Kamis, 14 Agustus 2014

Queenstown locals fear for town*s future after Mount Lyell mine closure (ABC)

Mark Hull worked at the mine for 32 years and has decided to relocate to Queensland in search of work.ABC Mark Hull worked at the mine for 32 years and has decided to relocate to Queensland in search of work.

Residents of a Tasmanian mining town are reeling from the closure of the Mount Lyell copper mine, and fear their town will die with it.

For more than a century the mine has been the Queenstown region's economic mainstay but Vedanta, the Indian company which owns the mine, has decided to mothball it after a rockfall in a crucial area.

The decision has cost 300 miners their jobs – a hammer blow in a town of only 2,000 people.

It follows a horror run for Queenstown's locals; three local miners died in two separate incidents around seven months ago.

That forced a temporary closure of the mine, with workers stood down on half-pay. But the latest decision is the final straw for many.

Mark Hull worked at the copper mine for 32 years and is a proud Queenstown local, but he has reluctantly decided to relocate to Queensland in search of work.

"Oh, it's been terrific to me, Mount Lyell. I've brought my family up because of Mount Lyell," he told the ABC's 7.30.

"I started as the nipper, that was just when you were on the broom, sweep the workshops up and clean everyone's mess up."

Without the mine operating, he is packing up and heading to Gladstone.

"I've got a brother who works up there at the aluminium smelter," he said.

"I haven't actually got a job yet but it's more or less you've just got to turn up and put your foot in the door and see what happens."

Mr Hull is taking years of memorabilia with him. Among his prized possessions is his tribute to two of the three miners whose deaths originally closed the mine.

"That's a sign I had made up for a couple of great mates who were lost at work which is probably one of the toughest times I've had at work," he said, taking down a sign engraved with the names of his dead friends.

"It was probably meant to be me on the job but things changed that morning and it's just the way it is. You can't change anything - wish we could."

For the time being his son, Stanley, will stay behind in Queenstown with his mother, Stephanie, and see the school year out.

"Stef doesn't like the [Gladstone] heat but she'll get used to it," Mr Hulls said.

"I've got a 16-year-old in there I'm trying to convince, too. He's not real keen on it.

"He's got all his mates and that here but there's not a lot here for him, so hopefully in 12 months time he'll be thanking me instead of abusing me."

Worker expects mine closure to affect Tasmania's West Coast 

'For sale' signs are springing up all over town and two pubs with worker accommodation have gone into administration.

Ehren Stringer was a contractor at the mine.
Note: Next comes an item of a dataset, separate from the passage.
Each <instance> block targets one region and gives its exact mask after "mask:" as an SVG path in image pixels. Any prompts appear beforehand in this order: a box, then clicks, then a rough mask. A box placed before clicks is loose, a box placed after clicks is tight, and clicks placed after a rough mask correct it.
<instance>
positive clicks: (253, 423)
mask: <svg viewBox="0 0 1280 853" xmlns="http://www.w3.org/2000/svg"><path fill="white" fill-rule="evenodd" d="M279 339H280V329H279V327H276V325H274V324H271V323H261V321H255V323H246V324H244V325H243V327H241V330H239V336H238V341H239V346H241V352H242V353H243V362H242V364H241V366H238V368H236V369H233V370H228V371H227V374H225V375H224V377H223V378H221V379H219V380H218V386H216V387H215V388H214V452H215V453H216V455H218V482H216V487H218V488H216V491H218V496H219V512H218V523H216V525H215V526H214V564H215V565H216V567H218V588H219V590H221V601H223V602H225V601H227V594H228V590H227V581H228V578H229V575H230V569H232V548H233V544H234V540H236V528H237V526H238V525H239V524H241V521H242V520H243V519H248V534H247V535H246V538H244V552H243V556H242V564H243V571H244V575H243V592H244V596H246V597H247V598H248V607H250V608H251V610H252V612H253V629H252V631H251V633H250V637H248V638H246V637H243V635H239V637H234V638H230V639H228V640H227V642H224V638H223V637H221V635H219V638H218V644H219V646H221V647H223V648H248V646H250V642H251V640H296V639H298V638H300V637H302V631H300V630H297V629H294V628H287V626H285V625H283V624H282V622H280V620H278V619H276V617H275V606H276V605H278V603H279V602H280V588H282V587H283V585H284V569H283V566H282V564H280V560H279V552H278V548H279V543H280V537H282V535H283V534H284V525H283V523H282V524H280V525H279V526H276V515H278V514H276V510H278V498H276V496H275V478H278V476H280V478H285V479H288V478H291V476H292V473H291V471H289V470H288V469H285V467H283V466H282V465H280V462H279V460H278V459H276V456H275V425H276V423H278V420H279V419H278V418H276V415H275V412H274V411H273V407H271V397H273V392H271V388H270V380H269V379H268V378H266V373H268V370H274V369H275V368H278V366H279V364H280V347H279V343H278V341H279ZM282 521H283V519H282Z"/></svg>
He says it will not just be Queenstown who will feel the mine's closure.

"There'll be only half a community left," he said.

"It's going to make it hard for not only me and the mining industry, but everyone in the whole West Coast, is going to feel the roll-on effect of people leaving the town, basically."

There are suggestions the mine could reopen in 18 months, but Mr Stringer does not believe people can hang on that long.

"In another two years or 18 months you're not going to have the workforce to open this mine again," he said.

"I've got a six-month-old daughter and a girlfriend and if I can't find work somewhere around the coast then I'm going to have to try and either do fly in fly out, or try and get rid of my house and move to the mainland."

Joe Taylor, 25, has also lost his job and is worried he will be forced to leave.

"I've got family here and I bought a house here, it's heartbreaking," he said.

"You've got to go where the money is really.

"I'm not going to make the money back on the house, so I might end up back here one day but if you've got to go you've got to go. That's how it is."

Mr Hull says the lack of money around the town is obvious.

It's a lot quieter. People have got to watch what they're doing - they've got home loans, car loans, young families - so either they've got to try and weather the storm or move on," he said.

"I don't think I'll be the only one that moves."

But he says he will miss the people of Queenstown, people he has known all his life.

"When you move away from a place like this you're not going to meet the people up there that you meet here because you went to school together and you've worked together," he said.

"You won't meet people up there like this. No, far from it."